We cancelled the bicarbonate model, and we performed mutation analysis targeting all residues facing the binding pocket using cell lines that stably express variants including E218A.

(2) For the flow chart of the cryo-EM data processing in Supplemental data 2, the authors started with 10,148,422 particles after template picking, then had 441,348 Particles left after 2D classification/heterogenous refinement, and finally ended with 148,600 particles for the local refinement for the final map. There seems to be a lot of heterogeneity in this purified sample. GPCRs usually have flexible and dynamic loop regions, which explains the poor resolution of the ECLs in this case. Thus, a solid cell-based functional validation is a must to assign the bicarbonate binding pocket to support their hypothesis.

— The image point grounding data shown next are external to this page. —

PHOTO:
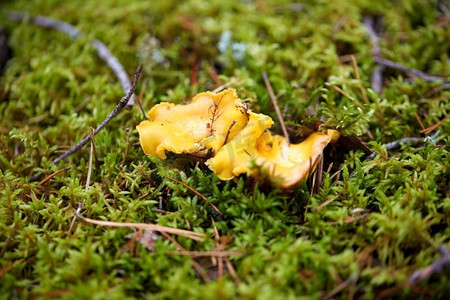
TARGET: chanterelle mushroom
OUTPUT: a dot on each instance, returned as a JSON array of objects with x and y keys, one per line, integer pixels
[
  {"x": 236, "y": 139},
  {"x": 269, "y": 157}
]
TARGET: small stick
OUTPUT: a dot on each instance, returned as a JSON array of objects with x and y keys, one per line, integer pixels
[
  {"x": 396, "y": 66},
  {"x": 275, "y": 104},
  {"x": 196, "y": 265},
  {"x": 8, "y": 240},
  {"x": 361, "y": 88},
  {"x": 213, "y": 253},
  {"x": 181, "y": 232},
  {"x": 53, "y": 175},
  {"x": 114, "y": 113},
  {"x": 139, "y": 99},
  {"x": 341, "y": 287},
  {"x": 219, "y": 258},
  {"x": 214, "y": 75},
  {"x": 126, "y": 149},
  {"x": 88, "y": 179},
  {"x": 323, "y": 204},
  {"x": 396, "y": 144},
  {"x": 231, "y": 270},
  {"x": 72, "y": 31},
  {"x": 349, "y": 219},
  {"x": 9, "y": 268},
  {"x": 80, "y": 206},
  {"x": 195, "y": 192},
  {"x": 377, "y": 75}
]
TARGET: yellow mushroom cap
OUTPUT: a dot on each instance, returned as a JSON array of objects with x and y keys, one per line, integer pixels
[
  {"x": 207, "y": 122},
  {"x": 284, "y": 165},
  {"x": 155, "y": 138},
  {"x": 287, "y": 165},
  {"x": 233, "y": 158}
]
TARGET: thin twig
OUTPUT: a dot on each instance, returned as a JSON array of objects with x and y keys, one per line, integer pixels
[
  {"x": 213, "y": 253},
  {"x": 273, "y": 98},
  {"x": 88, "y": 179},
  {"x": 195, "y": 192},
  {"x": 8, "y": 240},
  {"x": 220, "y": 247},
  {"x": 378, "y": 59},
  {"x": 349, "y": 219},
  {"x": 126, "y": 149},
  {"x": 433, "y": 127},
  {"x": 93, "y": 148},
  {"x": 115, "y": 112},
  {"x": 196, "y": 265},
  {"x": 361, "y": 88},
  {"x": 12, "y": 266},
  {"x": 420, "y": 121},
  {"x": 141, "y": 96},
  {"x": 231, "y": 270},
  {"x": 53, "y": 175},
  {"x": 225, "y": 85},
  {"x": 229, "y": 130},
  {"x": 341, "y": 287},
  {"x": 396, "y": 66},
  {"x": 395, "y": 145},
  {"x": 181, "y": 232},
  {"x": 377, "y": 75},
  {"x": 72, "y": 31},
  {"x": 342, "y": 92}
]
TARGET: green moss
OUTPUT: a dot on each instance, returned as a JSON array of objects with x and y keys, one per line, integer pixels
[{"x": 54, "y": 89}]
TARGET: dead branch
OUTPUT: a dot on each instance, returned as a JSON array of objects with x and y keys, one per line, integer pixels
[
  {"x": 114, "y": 113},
  {"x": 181, "y": 232},
  {"x": 102, "y": 49},
  {"x": 395, "y": 145},
  {"x": 273, "y": 98},
  {"x": 383, "y": 62},
  {"x": 53, "y": 175},
  {"x": 377, "y": 75}
]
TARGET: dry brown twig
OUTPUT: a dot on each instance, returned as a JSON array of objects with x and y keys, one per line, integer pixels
[
  {"x": 72, "y": 31},
  {"x": 53, "y": 175},
  {"x": 127, "y": 148},
  {"x": 196, "y": 265},
  {"x": 114, "y": 113},
  {"x": 195, "y": 192},
  {"x": 383, "y": 62},
  {"x": 435, "y": 267},
  {"x": 273, "y": 98},
  {"x": 196, "y": 236}
]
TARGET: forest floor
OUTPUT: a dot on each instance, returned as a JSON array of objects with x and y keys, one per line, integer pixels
[{"x": 373, "y": 226}]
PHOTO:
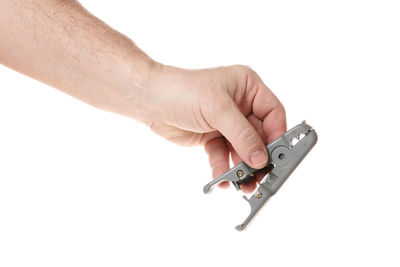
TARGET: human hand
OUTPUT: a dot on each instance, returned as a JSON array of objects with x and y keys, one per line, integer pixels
[{"x": 229, "y": 110}]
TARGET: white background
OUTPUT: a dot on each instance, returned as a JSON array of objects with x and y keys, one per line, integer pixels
[{"x": 81, "y": 187}]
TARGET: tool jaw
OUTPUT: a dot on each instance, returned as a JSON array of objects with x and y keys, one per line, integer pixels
[{"x": 285, "y": 154}]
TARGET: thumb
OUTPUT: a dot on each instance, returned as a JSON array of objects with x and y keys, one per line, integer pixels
[{"x": 241, "y": 134}]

We re-analyzed the dataset and improved the local resolution of the extracellular region (Author response image 1) and cancelled the bicarbonate model. Yet, as suggested by the reviewer, solid cell-based functional validation is efficient to analyze the receptor function response to bicarbonate. Thus, we performed mutation analysis targeting all residues facing the binding pocket using cell lines stably expressing the mutants, whose surface expression levels were analyzed by FACS (Figure 3F, G and Figure 3.––figure supplement 1-3).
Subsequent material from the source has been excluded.